Strange twists

So…I was listening to another podcast of “Stuff you Missed in History Class” and this one was on the history of Vaudeville. Just something to keep my mind entertained as I follow my daughter around to keep her out of danger.

One thing really jumped out at me. Vaudeville, as they explained, was meant to be a clean, family-oriented entertainment. Storng language, such as “son of a gun,” was forbidden. Double entendre and low-brow bodily noise jokes, also a no-go.

Let me say, these rules were not completely followed. But the management of the theaters that held vaudeville acts did try to keep the bar high.

So, they could sneak things in, but the main point of an act had to be clean by the standards of the day.
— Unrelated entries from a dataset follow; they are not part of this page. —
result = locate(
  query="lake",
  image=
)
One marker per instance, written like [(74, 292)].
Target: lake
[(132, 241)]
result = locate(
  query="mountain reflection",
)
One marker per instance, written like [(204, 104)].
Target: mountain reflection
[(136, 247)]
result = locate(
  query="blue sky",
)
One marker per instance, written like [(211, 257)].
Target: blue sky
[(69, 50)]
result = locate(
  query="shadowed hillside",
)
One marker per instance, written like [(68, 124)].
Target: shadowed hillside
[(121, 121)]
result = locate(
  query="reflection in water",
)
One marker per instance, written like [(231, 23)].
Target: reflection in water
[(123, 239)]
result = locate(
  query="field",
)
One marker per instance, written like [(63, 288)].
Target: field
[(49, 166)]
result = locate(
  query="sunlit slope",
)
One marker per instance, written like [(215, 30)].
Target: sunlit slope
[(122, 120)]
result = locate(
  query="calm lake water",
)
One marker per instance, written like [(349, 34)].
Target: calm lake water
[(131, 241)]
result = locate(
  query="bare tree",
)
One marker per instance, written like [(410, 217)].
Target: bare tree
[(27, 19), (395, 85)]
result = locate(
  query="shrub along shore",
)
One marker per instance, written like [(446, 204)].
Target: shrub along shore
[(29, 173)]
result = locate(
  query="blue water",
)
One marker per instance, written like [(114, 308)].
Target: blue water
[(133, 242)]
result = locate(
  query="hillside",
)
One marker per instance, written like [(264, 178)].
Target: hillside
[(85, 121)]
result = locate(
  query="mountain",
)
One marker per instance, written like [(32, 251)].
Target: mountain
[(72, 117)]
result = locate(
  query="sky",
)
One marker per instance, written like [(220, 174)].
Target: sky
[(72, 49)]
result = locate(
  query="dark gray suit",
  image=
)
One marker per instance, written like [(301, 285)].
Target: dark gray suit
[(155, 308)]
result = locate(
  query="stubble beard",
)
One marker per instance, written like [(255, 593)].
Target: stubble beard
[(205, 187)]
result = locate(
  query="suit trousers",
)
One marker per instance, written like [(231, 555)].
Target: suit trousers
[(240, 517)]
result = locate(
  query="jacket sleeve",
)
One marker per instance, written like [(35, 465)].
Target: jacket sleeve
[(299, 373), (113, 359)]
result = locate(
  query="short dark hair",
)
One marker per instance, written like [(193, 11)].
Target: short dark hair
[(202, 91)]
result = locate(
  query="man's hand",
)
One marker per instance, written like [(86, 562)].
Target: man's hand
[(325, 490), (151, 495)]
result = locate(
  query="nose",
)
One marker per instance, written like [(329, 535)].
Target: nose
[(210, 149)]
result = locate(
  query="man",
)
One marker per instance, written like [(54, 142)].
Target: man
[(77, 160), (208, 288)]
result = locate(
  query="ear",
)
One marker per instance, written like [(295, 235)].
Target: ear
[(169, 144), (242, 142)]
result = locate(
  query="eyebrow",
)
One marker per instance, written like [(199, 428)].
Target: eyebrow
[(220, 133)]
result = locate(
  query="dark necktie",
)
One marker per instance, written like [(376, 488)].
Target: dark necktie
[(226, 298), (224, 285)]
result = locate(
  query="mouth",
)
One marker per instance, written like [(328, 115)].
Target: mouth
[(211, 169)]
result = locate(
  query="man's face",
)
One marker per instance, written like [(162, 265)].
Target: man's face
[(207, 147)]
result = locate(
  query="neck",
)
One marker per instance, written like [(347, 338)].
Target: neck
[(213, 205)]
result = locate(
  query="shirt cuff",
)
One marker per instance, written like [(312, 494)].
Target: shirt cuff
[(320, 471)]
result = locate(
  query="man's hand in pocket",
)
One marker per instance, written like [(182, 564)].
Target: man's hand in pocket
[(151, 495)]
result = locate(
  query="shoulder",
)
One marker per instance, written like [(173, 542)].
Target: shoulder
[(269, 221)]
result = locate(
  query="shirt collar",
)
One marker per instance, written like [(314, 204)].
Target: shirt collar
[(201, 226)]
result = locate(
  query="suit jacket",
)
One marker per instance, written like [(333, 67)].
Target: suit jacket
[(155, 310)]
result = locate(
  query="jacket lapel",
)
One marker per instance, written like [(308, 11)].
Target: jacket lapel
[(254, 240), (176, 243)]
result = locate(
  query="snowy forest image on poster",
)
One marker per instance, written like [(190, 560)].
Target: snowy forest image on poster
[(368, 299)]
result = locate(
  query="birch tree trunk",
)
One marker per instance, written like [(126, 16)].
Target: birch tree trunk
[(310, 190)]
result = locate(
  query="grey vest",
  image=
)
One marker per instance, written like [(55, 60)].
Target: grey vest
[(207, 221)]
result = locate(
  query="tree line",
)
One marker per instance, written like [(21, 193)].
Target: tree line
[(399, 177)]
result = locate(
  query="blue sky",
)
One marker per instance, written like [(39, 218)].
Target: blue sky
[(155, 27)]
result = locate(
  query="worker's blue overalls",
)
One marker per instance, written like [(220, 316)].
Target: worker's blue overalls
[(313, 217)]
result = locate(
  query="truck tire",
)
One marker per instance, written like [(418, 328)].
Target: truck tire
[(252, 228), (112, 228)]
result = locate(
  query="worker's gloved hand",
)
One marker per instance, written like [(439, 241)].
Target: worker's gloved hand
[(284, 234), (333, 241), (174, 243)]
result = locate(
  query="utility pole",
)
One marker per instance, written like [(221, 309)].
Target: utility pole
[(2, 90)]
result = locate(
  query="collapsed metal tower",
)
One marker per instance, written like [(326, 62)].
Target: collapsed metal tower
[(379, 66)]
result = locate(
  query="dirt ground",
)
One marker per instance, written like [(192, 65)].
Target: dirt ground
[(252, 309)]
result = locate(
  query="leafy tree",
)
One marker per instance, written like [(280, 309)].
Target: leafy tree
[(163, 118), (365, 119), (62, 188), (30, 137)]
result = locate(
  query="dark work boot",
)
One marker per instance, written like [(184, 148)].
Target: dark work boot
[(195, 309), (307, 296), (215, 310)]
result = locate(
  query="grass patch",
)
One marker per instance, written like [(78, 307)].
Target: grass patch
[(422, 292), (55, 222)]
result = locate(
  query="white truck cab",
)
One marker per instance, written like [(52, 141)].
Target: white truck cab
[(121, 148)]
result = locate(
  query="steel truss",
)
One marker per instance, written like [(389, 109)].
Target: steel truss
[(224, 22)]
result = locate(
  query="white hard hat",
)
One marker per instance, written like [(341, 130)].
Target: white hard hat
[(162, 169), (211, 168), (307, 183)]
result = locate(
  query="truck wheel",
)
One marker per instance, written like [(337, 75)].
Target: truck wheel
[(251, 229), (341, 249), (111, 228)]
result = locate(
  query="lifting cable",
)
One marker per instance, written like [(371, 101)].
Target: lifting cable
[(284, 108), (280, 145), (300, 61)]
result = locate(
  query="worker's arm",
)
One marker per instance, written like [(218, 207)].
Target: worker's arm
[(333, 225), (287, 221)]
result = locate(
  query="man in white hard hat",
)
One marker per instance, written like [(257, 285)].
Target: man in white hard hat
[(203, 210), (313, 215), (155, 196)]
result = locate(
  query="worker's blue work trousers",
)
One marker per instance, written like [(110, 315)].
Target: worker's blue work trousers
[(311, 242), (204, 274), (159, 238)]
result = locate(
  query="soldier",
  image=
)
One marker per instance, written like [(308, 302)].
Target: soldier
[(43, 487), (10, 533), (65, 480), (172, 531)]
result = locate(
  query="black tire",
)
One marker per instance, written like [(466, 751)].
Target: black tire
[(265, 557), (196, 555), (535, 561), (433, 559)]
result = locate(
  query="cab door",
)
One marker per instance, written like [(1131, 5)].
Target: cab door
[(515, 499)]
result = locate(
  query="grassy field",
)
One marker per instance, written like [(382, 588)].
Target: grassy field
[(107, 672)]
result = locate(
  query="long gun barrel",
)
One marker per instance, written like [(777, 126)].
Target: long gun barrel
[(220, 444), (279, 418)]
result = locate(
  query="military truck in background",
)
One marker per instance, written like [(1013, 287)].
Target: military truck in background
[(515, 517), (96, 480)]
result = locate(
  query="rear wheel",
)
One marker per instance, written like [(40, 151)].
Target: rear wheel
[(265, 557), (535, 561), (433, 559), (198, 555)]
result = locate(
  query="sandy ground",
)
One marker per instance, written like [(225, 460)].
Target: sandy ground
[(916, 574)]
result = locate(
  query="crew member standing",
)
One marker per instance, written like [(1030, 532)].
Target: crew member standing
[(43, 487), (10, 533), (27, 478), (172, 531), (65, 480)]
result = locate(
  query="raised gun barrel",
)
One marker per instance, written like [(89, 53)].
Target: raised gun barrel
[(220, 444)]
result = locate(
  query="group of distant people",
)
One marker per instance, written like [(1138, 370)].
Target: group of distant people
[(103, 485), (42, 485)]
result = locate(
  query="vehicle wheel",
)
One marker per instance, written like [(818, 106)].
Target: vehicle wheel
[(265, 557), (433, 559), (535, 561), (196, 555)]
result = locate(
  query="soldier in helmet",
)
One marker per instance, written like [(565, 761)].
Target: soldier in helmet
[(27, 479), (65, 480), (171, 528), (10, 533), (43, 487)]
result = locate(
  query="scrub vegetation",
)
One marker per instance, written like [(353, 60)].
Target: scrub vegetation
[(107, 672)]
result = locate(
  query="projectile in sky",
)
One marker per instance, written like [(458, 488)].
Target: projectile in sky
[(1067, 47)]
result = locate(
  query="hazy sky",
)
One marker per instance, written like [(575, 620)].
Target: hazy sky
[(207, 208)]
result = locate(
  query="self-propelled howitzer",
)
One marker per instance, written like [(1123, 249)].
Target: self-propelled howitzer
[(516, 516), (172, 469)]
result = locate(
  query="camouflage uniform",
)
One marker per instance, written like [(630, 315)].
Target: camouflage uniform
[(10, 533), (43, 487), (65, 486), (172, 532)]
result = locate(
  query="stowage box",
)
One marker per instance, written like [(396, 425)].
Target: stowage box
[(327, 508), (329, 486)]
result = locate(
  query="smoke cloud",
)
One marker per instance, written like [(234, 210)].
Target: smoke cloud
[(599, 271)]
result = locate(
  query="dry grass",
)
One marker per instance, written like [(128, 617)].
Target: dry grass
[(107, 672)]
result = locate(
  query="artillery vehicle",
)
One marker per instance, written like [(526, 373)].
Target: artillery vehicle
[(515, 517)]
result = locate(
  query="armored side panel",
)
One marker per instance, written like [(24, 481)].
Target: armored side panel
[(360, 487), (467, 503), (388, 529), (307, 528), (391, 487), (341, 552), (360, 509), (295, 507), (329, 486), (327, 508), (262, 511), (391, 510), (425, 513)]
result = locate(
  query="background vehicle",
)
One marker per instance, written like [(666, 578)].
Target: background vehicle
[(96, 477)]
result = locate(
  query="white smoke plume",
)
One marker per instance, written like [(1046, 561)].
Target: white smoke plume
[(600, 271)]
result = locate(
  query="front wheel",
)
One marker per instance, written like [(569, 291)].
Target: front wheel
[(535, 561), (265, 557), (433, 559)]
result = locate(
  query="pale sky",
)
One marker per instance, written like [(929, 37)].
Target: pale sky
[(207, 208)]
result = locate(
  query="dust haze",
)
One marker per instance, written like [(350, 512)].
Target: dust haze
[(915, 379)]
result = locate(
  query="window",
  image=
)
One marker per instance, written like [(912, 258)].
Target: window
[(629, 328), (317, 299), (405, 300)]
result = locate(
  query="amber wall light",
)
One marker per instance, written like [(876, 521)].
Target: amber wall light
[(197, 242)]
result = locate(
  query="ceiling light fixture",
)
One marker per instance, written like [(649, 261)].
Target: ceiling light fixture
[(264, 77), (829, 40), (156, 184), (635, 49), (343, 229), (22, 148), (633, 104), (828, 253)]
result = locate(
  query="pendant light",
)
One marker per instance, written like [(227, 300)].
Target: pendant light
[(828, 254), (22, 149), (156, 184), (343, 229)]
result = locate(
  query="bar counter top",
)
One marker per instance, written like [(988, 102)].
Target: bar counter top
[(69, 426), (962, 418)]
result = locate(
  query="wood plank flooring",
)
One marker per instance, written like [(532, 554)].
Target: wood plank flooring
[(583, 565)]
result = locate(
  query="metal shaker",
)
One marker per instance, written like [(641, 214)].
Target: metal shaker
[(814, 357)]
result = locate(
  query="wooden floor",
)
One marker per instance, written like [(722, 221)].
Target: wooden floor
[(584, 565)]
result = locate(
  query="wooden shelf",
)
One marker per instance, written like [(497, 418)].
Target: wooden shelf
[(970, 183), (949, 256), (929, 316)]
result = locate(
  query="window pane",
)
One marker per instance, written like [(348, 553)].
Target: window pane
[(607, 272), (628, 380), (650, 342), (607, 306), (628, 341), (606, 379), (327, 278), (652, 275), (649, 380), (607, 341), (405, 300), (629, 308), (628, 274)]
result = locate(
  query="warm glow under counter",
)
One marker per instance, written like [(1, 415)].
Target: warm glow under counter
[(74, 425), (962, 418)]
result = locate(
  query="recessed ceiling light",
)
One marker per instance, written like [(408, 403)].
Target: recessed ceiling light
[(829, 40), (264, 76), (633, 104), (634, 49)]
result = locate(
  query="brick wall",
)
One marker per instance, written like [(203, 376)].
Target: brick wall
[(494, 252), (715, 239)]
Comedic acts were very common, which is sort of amazing from my perspective today, because if you have no sexual double entendre, and no fart jokes, what have you got?

I will tell you what you’ve got: humor based on stereotypes. Remembery, vaudeville invented minstrelsy–otherwise known as black-face. They had to have a racial stereotype off which to bounce jokes. True, they did not only joke about black people (African-americans). Will Rogers was a “cowboy comedian” in vaudeville, and I’m sure he played up all the stereotypes of the western cowboy. And there were all kinds of ethnic types.

I’m sure that the audience was in many ways educated in what stereotypes they were supposed to hold about various ethnic types.

It seems to me that racial stereotypes were very very fostered by the censors who were trying to create ‘family’ entertainment. I doubt they had any intention of doing so, but I think racial stereotypes took root in our culture in a way they would not have without these restrictions.